One of the most popular high-collagen foods right now is bone broth. This is a delicious stock made from the bones and connective tissue left over after the meat has been removed.
Bone broth is an excellent option if you’re looking for something simple and convenient. You can make it yourself from virtually any animal bones: beef, chicken, pork, lamb, etc. Even fish bones, heads and fins can be used. Any dish that contains animal bones will provide plenty of ingredients for your bone broth. The process is very simple: you place the bones in a large pan of water with a tablespoon or two of vinegar and simmer for 12-24 hours. A slow cooker is perfect. If you want, you can add your favorite herbs and spices to the broth for extra flavor.
Another great source of dietary collagen is fish. Bony fish such as salmon can give you a real collagen boost, but only if you eat them with the skin on. Try recipes that involve cooking steaks with the skin or whole fish. You might be a little wary at first, but once you taste the fresh, juicy flavor, you’ll never want to remove the skin from fish again.
Foods That Support Collagen
Some foods don’t contain collagen themselves but have vital nutrients that will improve your collagen production. Your body can’t make collagen or build healthy connective tissue without a range of essential vitamins and minerals.
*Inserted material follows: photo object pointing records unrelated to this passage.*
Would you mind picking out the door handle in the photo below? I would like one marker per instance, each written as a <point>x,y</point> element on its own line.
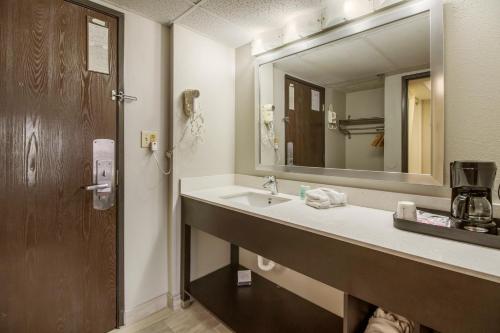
<point>120,96</point>
<point>94,187</point>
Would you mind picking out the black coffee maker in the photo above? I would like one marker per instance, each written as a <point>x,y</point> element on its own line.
<point>471,204</point>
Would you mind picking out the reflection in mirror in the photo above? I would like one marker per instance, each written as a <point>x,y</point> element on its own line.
<point>362,102</point>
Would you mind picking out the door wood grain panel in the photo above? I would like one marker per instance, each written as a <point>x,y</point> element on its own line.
<point>57,254</point>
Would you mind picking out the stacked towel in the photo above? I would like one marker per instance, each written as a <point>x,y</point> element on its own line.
<point>387,322</point>
<point>323,198</point>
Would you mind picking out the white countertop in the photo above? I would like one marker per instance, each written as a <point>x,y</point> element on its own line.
<point>372,228</point>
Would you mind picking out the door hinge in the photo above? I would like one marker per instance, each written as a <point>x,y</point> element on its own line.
<point>120,96</point>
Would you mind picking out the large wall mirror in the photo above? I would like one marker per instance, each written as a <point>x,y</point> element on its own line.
<point>363,100</point>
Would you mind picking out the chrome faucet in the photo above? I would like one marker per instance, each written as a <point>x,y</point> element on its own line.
<point>271,184</point>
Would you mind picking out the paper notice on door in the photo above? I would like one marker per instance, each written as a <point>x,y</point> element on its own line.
<point>97,46</point>
<point>315,100</point>
<point>291,97</point>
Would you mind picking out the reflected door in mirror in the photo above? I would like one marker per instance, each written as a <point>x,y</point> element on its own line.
<point>304,123</point>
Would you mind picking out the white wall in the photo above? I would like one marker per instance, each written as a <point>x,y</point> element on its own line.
<point>392,113</point>
<point>359,153</point>
<point>268,155</point>
<point>334,139</point>
<point>145,76</point>
<point>203,64</point>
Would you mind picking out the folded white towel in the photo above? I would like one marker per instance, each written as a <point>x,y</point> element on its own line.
<point>319,204</point>
<point>387,322</point>
<point>336,198</point>
<point>322,198</point>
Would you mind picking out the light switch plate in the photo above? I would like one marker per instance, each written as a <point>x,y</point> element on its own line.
<point>147,137</point>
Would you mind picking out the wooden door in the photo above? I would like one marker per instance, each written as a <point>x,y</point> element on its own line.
<point>304,127</point>
<point>57,254</point>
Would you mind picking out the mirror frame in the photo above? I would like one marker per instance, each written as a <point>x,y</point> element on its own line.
<point>378,18</point>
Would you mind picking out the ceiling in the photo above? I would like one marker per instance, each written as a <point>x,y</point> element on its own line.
<point>231,22</point>
<point>363,60</point>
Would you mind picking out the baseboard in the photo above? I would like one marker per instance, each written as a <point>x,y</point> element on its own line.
<point>174,301</point>
<point>144,323</point>
<point>145,309</point>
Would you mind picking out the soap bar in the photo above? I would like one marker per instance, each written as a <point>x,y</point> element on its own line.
<point>244,277</point>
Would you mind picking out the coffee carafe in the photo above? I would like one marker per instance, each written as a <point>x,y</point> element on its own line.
<point>471,204</point>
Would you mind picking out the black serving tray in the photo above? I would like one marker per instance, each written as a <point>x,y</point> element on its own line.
<point>452,232</point>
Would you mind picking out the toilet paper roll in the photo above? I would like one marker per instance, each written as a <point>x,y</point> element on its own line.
<point>407,210</point>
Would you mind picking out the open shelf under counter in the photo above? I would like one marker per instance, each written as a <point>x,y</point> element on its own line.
<point>261,307</point>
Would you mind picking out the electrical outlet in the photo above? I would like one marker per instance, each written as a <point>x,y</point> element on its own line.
<point>147,137</point>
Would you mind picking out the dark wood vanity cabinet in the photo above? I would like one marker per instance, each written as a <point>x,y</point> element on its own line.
<point>432,296</point>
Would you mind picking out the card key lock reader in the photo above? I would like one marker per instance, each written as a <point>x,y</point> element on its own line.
<point>103,174</point>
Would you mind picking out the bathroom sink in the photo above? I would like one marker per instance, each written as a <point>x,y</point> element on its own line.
<point>254,199</point>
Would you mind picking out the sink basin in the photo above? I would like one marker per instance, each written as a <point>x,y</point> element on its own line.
<point>254,199</point>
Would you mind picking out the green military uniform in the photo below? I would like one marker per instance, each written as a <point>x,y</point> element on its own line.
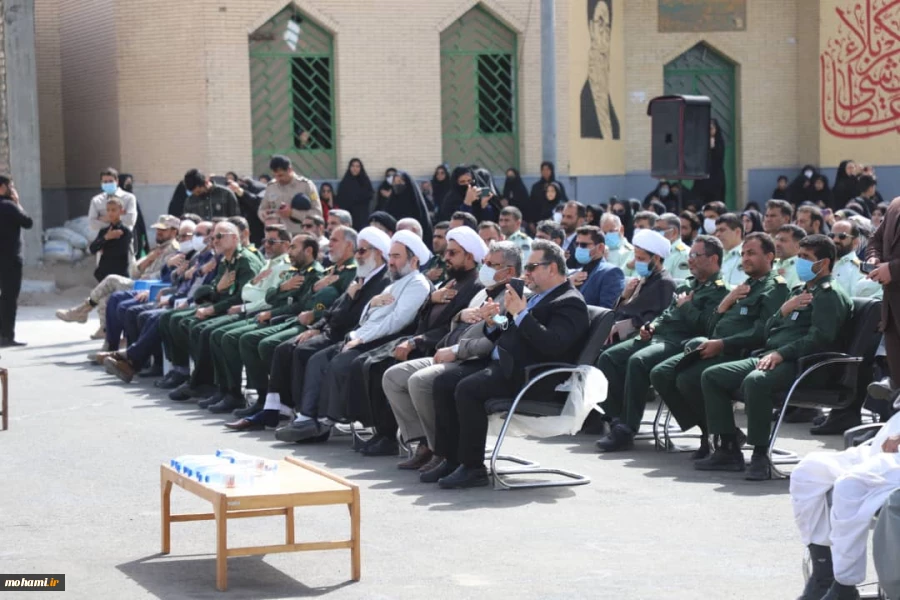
<point>436,262</point>
<point>677,261</point>
<point>787,268</point>
<point>741,328</point>
<point>808,330</point>
<point>245,265</point>
<point>627,365</point>
<point>732,269</point>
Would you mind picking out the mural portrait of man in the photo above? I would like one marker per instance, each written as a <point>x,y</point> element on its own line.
<point>598,115</point>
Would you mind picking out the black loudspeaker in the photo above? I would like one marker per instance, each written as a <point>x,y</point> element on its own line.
<point>680,137</point>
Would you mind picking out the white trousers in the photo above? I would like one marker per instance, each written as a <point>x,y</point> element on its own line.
<point>860,479</point>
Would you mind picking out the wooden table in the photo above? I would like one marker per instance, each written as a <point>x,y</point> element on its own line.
<point>294,484</point>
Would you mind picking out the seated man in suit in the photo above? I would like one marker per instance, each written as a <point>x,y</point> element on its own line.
<point>550,326</point>
<point>627,365</point>
<point>408,385</point>
<point>599,281</point>
<point>387,316</point>
<point>465,251</point>
<point>290,357</point>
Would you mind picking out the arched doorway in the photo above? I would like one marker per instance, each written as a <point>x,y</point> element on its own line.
<point>479,120</point>
<point>703,71</point>
<point>292,94</point>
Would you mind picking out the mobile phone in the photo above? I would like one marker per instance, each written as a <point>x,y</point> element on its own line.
<point>518,285</point>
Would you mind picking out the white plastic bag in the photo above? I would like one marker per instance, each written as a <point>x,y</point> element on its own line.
<point>587,388</point>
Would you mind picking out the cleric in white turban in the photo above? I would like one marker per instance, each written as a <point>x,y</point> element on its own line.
<point>470,241</point>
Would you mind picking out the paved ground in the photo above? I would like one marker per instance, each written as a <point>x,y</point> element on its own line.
<point>80,496</point>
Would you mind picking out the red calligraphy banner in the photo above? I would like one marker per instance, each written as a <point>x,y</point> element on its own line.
<point>860,76</point>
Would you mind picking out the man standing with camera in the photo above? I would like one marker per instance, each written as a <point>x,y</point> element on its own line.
<point>13,220</point>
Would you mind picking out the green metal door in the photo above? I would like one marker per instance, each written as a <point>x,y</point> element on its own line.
<point>703,71</point>
<point>292,94</point>
<point>479,119</point>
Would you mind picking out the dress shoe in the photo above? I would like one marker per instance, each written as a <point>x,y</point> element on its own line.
<point>121,368</point>
<point>229,403</point>
<point>421,458</point>
<point>723,459</point>
<point>297,432</point>
<point>383,447</point>
<point>250,410</point>
<point>210,400</point>
<point>619,438</point>
<point>443,468</point>
<point>837,422</point>
<point>465,477</point>
<point>172,380</point>
<point>760,468</point>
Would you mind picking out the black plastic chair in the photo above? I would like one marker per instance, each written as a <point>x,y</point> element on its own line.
<point>844,375</point>
<point>601,323</point>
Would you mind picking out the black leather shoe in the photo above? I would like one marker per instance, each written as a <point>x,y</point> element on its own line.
<point>227,404</point>
<point>465,477</point>
<point>619,438</point>
<point>383,447</point>
<point>214,399</point>
<point>171,381</point>
<point>443,469</point>
<point>760,469</point>
<point>837,422</point>
<point>722,460</point>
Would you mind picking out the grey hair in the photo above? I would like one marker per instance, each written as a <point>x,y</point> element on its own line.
<point>343,216</point>
<point>349,233</point>
<point>410,224</point>
<point>512,254</point>
<point>552,253</point>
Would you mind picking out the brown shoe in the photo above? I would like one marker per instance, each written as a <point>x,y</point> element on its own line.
<point>431,464</point>
<point>120,368</point>
<point>420,458</point>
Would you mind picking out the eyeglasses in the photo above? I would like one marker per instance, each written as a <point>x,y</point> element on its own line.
<point>532,266</point>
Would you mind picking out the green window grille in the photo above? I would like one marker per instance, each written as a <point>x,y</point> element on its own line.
<point>479,119</point>
<point>292,94</point>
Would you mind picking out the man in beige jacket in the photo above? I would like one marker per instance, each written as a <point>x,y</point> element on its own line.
<point>278,204</point>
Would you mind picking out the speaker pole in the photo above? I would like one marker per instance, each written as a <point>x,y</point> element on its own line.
<point>548,81</point>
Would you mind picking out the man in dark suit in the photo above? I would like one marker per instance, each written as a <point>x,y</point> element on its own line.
<point>290,357</point>
<point>550,326</point>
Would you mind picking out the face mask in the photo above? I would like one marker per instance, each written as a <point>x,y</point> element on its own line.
<point>642,268</point>
<point>486,275</point>
<point>804,270</point>
<point>583,255</point>
<point>613,240</point>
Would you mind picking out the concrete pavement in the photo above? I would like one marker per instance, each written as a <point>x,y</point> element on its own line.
<point>80,496</point>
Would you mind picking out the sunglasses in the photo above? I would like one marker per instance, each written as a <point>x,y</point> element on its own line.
<point>532,266</point>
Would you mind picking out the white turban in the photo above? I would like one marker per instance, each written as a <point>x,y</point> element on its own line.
<point>470,241</point>
<point>377,239</point>
<point>414,243</point>
<point>652,241</point>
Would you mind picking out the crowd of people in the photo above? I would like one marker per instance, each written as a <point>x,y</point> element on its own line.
<point>406,307</point>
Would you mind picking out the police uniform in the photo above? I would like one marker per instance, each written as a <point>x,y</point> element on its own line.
<point>732,270</point>
<point>677,261</point>
<point>787,268</point>
<point>741,328</point>
<point>854,282</point>
<point>276,194</point>
<point>808,330</point>
<point>627,365</point>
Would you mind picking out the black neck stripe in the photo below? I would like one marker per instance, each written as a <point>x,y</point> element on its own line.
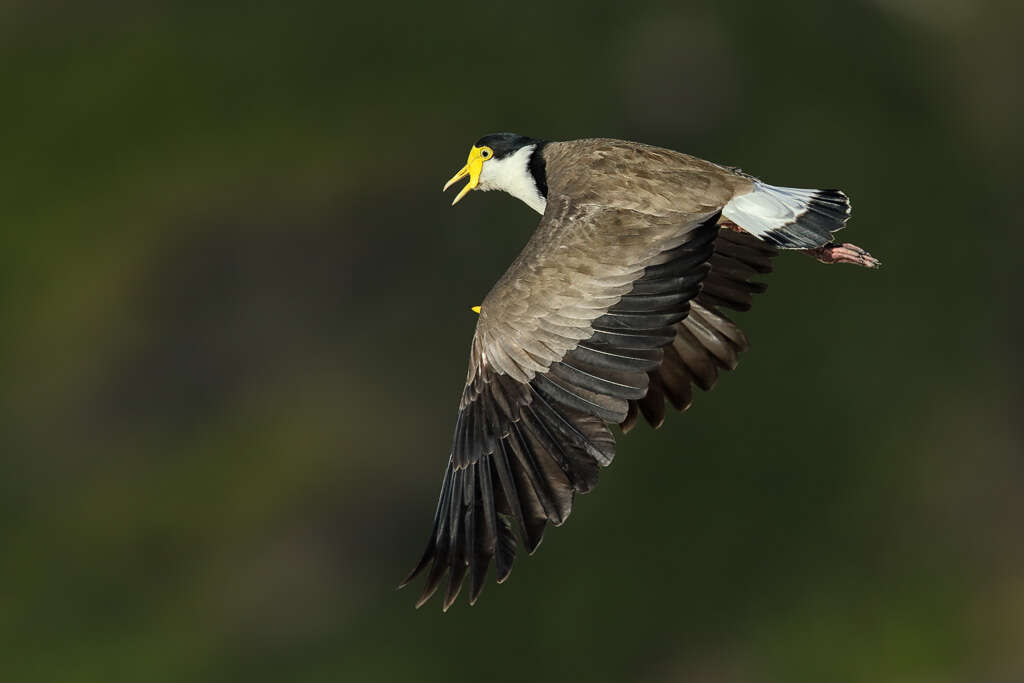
<point>539,169</point>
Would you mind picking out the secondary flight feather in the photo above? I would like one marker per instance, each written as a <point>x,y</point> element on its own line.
<point>612,309</point>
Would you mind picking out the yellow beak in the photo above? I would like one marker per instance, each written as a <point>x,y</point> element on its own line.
<point>472,169</point>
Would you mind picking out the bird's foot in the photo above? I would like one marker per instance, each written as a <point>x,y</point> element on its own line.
<point>844,253</point>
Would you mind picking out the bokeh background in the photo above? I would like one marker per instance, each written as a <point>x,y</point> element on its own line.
<point>236,314</point>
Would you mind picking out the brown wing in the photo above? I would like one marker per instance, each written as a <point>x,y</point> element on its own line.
<point>707,340</point>
<point>564,342</point>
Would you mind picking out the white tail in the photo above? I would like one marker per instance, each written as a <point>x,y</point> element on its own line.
<point>790,217</point>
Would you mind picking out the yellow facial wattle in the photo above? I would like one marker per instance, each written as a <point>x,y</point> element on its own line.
<point>472,168</point>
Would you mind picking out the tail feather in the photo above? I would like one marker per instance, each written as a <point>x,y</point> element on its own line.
<point>790,217</point>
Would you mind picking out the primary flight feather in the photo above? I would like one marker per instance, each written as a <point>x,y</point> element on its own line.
<point>612,308</point>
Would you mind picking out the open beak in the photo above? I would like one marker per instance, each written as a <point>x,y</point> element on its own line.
<point>472,169</point>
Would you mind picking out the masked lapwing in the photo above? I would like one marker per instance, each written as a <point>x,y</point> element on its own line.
<point>612,308</point>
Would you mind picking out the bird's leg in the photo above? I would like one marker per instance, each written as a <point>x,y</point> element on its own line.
<point>843,253</point>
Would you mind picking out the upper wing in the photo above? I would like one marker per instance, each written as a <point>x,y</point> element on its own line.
<point>564,342</point>
<point>707,340</point>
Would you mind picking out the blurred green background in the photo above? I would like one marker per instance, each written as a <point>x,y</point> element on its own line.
<point>235,314</point>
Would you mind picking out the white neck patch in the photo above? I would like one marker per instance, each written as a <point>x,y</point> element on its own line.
<point>512,175</point>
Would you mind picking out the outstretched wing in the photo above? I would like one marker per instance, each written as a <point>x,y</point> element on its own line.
<point>565,340</point>
<point>707,341</point>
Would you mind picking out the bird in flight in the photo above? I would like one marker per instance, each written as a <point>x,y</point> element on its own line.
<point>612,308</point>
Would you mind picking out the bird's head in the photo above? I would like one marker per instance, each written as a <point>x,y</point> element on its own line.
<point>508,162</point>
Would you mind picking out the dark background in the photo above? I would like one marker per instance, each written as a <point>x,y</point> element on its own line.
<point>235,316</point>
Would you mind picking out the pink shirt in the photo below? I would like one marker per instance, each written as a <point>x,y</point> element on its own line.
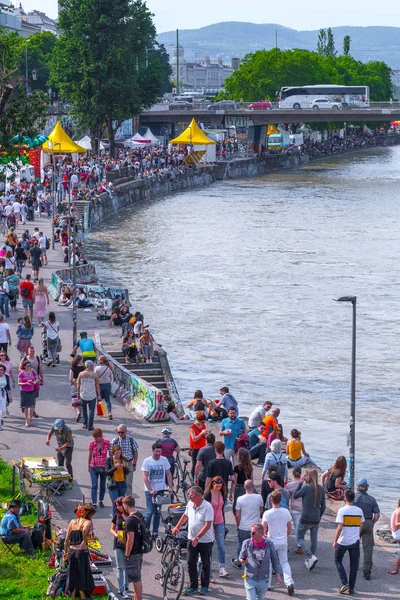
<point>23,376</point>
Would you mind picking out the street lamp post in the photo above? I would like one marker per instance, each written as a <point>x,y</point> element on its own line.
<point>352,437</point>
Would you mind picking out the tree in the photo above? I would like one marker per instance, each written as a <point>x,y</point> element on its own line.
<point>346,45</point>
<point>104,63</point>
<point>321,44</point>
<point>19,114</point>
<point>330,44</point>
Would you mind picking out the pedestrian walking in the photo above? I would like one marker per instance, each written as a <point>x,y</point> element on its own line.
<point>231,427</point>
<point>371,512</point>
<point>98,452</point>
<point>199,515</point>
<point>105,375</point>
<point>133,548</point>
<point>42,301</point>
<point>249,509</point>
<point>257,555</point>
<point>52,329</point>
<point>347,539</point>
<point>155,471</point>
<point>130,450</point>
<point>313,507</point>
<point>117,530</point>
<point>5,335</point>
<point>88,391</point>
<point>277,526</point>
<point>116,470</point>
<point>65,445</point>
So, what foods help produce collagen?
- Dark leafy greens like chard, Savoy cabbage, kale, and spinach are high in collagen friendly minerals and vitamins, including the all-important vitamin C. They also contain chlorophyll, which may promote collagen production.
- Fresh fruit, mostly citrus fruits, and berries high in vitamin C, are important for collagen.
- Eggs are a good source of the amino acids your body needs to make collagen.
- Legumes, especially chickpeas, provide necessary protein and essential minerals like zinc.
Collagen Supplements
While adding high-collagen foods to your diet can help with collagen production, you can’t be entirely confident how much collagen you’re getting. Luckily, adding collagen to your diet is easy with collagen supplements. You can find these as capsules or tablets. A powdered collagen is an excellent option as you can add it to your usual food and drink. Body Kitchen has formulated a collagen that is specifically for cooking – Original Body Boost – so you can enjoy your regular meals without having to go through the process of making your own bone broth. Body Kitchen uses a refined collagen peptide powder that mixes easily in any recipe and stays unaffected by temperature, something that generic collagen brands cannot claim.
Remember that one nutrient alone can’t deliver good health. Maintain a balanced diet with plenty of variety to get the most out of your supplements.